I've been thinking about John Forbes. John died in 1998, aged 47. I met him in Cambridge & we had a couple of drinks. I found an old pamphlet of his which had fallen down the back of the bookshelf. I hate to think that I haven't read him for ages. Maybe I can make up for that by mentioning him here. He had a knack for coming up with brilliant titles, followed by brilliant poems. For example: Ode to Tropical Skiing, The Stunned Mullet, Four Heads & how to do them, Muddy Waters Relaxing Between Gigs, Police Elegy, Rocket to Rome (Homage to the Ramones), Self-portrait with cake, and Warm Snipers. Here's a poem of his from that dusty pamphlet - HUMIDITY (Equipage, 1998).


Satori in Viterbo


                          'Ken Bolton's approach to poetry
                          makes any theory of performance
                          collapse and all serious critical
                          analysis impossible'
                                                Dorothy Green


Let’s make a theory of performance
                                                       collapse!
                                           Pegged out on the road,
too old in our T shirts & jeans
too young in our suburban respect... ‘Hey, that’s Art!’
‘Non respirare’ the Italian
X-ray technician sang
& ‘Don’ breathe’ the wardsman
whose brother lived in Melbourne
repeated like a chant
                                         & I didn’t
stunned by the mountains
I could see out the window EXACTLY LIKE
the ones they told us were ‘only schematic’
in early Renaissance painting.
                                                         That’s when I knew
ALL ART IS LITERALLY TRUE
& all serious critical analysis
has the status of a dumped Mini Cooper
pushed out of the bus
in the penultimate triumphal scene
of Michael Caine & Noel Coward's 
THE ITALIAN JOB, smashing down the precipice
& bursting into flames,
finally coming to rest in the snow
thousands of feet below.

Friday 18 April 2014

John James Midwinter Songs

It's always a great pleasure to see new work by John James.
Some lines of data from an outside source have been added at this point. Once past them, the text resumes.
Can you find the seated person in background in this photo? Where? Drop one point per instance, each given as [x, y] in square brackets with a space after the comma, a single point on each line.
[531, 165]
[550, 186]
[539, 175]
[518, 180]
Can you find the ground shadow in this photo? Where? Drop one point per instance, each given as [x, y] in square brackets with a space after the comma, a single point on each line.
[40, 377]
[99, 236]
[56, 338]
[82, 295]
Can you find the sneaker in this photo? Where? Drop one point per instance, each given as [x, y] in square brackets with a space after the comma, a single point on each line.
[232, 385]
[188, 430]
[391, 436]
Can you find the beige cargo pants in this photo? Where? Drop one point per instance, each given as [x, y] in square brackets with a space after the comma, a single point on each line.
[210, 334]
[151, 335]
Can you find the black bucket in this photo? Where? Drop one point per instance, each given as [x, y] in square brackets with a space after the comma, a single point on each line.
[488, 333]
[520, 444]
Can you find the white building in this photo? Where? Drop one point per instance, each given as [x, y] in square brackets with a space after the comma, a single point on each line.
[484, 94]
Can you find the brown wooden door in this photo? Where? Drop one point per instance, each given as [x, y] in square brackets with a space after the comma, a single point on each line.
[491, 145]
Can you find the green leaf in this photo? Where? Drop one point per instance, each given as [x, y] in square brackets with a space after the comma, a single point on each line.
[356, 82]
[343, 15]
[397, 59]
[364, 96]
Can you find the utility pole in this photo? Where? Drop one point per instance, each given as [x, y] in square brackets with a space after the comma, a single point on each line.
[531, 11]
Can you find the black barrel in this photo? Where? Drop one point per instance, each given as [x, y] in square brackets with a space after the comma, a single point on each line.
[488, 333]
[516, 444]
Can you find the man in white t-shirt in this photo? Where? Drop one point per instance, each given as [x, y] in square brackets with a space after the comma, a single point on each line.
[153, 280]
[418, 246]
His latest publication is Songs in Midwinter For Franco, & comes from Equipage. You can get it from Rod Mengham at Jesus College, Cambridge CB5 8BL for £4.50 (inc. UK postage) & I don't know why you wouldn't. John spends quite a lot of time down in the south of France these days, tending a few vines & sampling local productions. One of his local productions includes these lines:

tonight the moon
is full & large & low

& none shall sleep
though all is silent

not a word spoken all
invisible midnight love

clouds disappear
the stars arrive

each of us
a very particular case

so lightly we
dance together

which really have to be read in the context of the whole pamphlet, so you know what to do next.